# **Assignment 05: Exploring Gemini 2.0 Video and Audio Analysis**

This notebook demonstrates how to use Google's Gemini 2.0 model to analyze video content.

### **Installing the necessary library**

In [2]:
!pip install -U -q google-genai

### **Setting up the API Key**

In [3]:
import os
from google.colab import userdata

GOOGLE_API_KEY=userdata.get('GOOGLE_API_KEY')

### **Initializing the Gemini Client**

In [4]:
from typing import List
from google import genai
from google.genai import types

client = genai.Client(api_key=GOOGLE_API_KEY)

### **Choosing the Model**

In [14]:
MODEL_ID = "gemini-2.0-flash-exp" # @param ["gemini-1.5-flash-8b","gemini-1.5-flash-002","gemini-1.5-pro-002","gemini-2.0-flash-exp"] {"allow-input":true}

### **Uploading the Video**

In [1]:
from google.colab import files

# Upload the video file
uploaded = files.upload()

# Get the video file path
video_path = list(uploaded.keys())[0]

Saving intro.mp4 to intro.mp4


In [7]:
import pathlib
img_path = pathlib.Path('/content/intro.mp4')

In [8]:
# Upload the file using the API
file_upload = client.files.upload(path=img_path)

In [9]:
file_upload

File(name='files/as903fustjfe', display_name=None, mime_type='video/mp4', size_bytes=12127047, create_time=datetime.datetime(2024, 12, 28, 15, 15, 8, 147856, tzinfo=TzInfo(UTC)), expiration_time=datetime.datetime(2024, 12, 30, 15, 15, 8, 113006, tzinfo=TzInfo(UTC)), update_time=datetime.datetime(2024, 12, 28, 15, 15, 8, 147856, tzinfo=TzInfo(UTC)), sha256_hash=b'8f4ff98173a4f626f5228c5e3153b077d2c5f3df3baf03cf37bdba175ccf06f6', uri='https://generativelanguage.googleapis.com/v1beta/files/as903fustjfe', state='PROCESSING', video_metadata=None, error=None)

In [10]:
file_upload.state

'PROCESSING'

### **Processing the Video**

In [11]:
import time

# Prepare the file to be uploaded
while file_upload.state == "PROCESSING":
    print('Waiting for video to be processed.')
    time.sleep(10)
    file_upload = client.files.get(name=file_upload.name)

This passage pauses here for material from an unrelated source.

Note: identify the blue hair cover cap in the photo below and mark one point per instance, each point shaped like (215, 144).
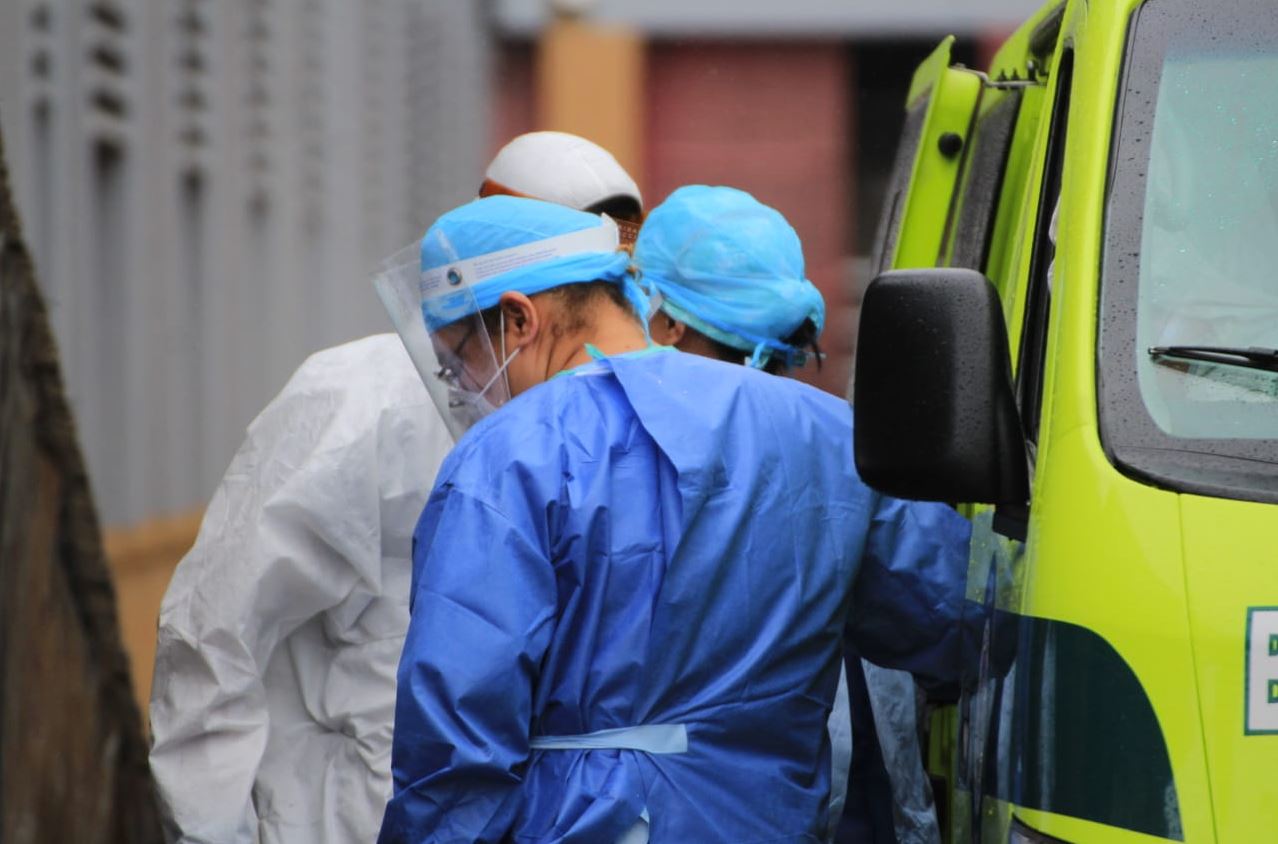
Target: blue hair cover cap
(730, 267)
(481, 250)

if file_upload.state == "FAILED":
  raise ValueError(file_upload.state)
print(f'Video processing complete: ' + file_upload.uri)

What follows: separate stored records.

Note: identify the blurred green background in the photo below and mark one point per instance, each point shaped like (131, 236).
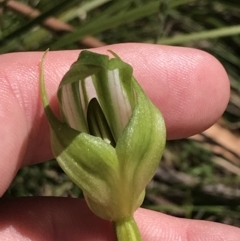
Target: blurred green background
(198, 177)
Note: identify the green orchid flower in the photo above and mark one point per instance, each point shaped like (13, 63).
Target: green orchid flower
(110, 138)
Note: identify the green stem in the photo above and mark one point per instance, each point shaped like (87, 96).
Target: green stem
(127, 230)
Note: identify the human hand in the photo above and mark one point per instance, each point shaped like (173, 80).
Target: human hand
(189, 86)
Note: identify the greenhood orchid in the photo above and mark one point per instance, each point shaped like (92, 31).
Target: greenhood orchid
(110, 138)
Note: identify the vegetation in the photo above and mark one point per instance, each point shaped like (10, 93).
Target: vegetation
(198, 177)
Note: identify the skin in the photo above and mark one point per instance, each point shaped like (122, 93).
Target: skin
(189, 86)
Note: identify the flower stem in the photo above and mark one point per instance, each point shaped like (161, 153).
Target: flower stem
(127, 230)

Waiting for video to be processed.
Video processing complete: https://generativelanguage.googleapis.com/v1beta/files/as903fustjfe


### **Analyzing the Video**

In [12]:
# Set the model and prompts
MODEL_ID = "gemini-2.0-flash-exp"
USER_PROMPT = "What is in the video?"  # Replace with the actual user prompt
SYSTEM_PROMPT = "Analyze the video content and describe it."

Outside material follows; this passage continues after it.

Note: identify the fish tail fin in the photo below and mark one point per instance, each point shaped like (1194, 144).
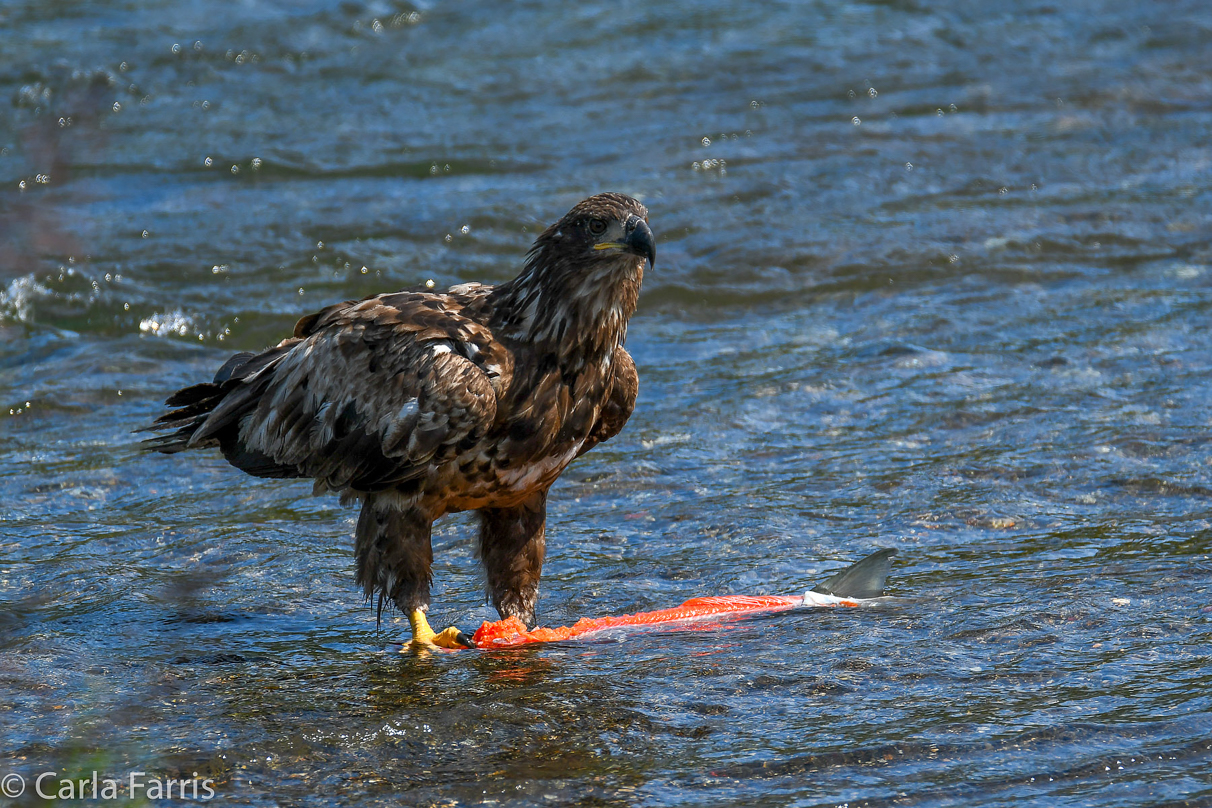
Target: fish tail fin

### **Defining the prompt for the Gemini model and sending the analysis request.**

In [15]:

response = client.models.generate_content(
    model=MODEL_ID,
    contents=[
        types.Content(
            role="user",
            parts=[
                types.Part.from_uri(
                    file_uri=file_upload.uri,
                    mime_type=file_upload.mime_type),
                ]),
        USER_PROMPT,
    ],
    config=types.GenerateContentConfig(
        system_instruction=SYSTEM_PROMPT,
        temperature=0.7,
    ),
)

Markdown(response.text)

The video shows a man speaking directly to the camera. He introduces himself as Syed Ahmed Shah, a student of PIAIC, currently enrolled in the third quarter of the Cloud Applied Generative AI Engineering Program. He mentions that he has studied Typescript in quarter one and React JS in quarter two. He explains that this video is part of an assignment.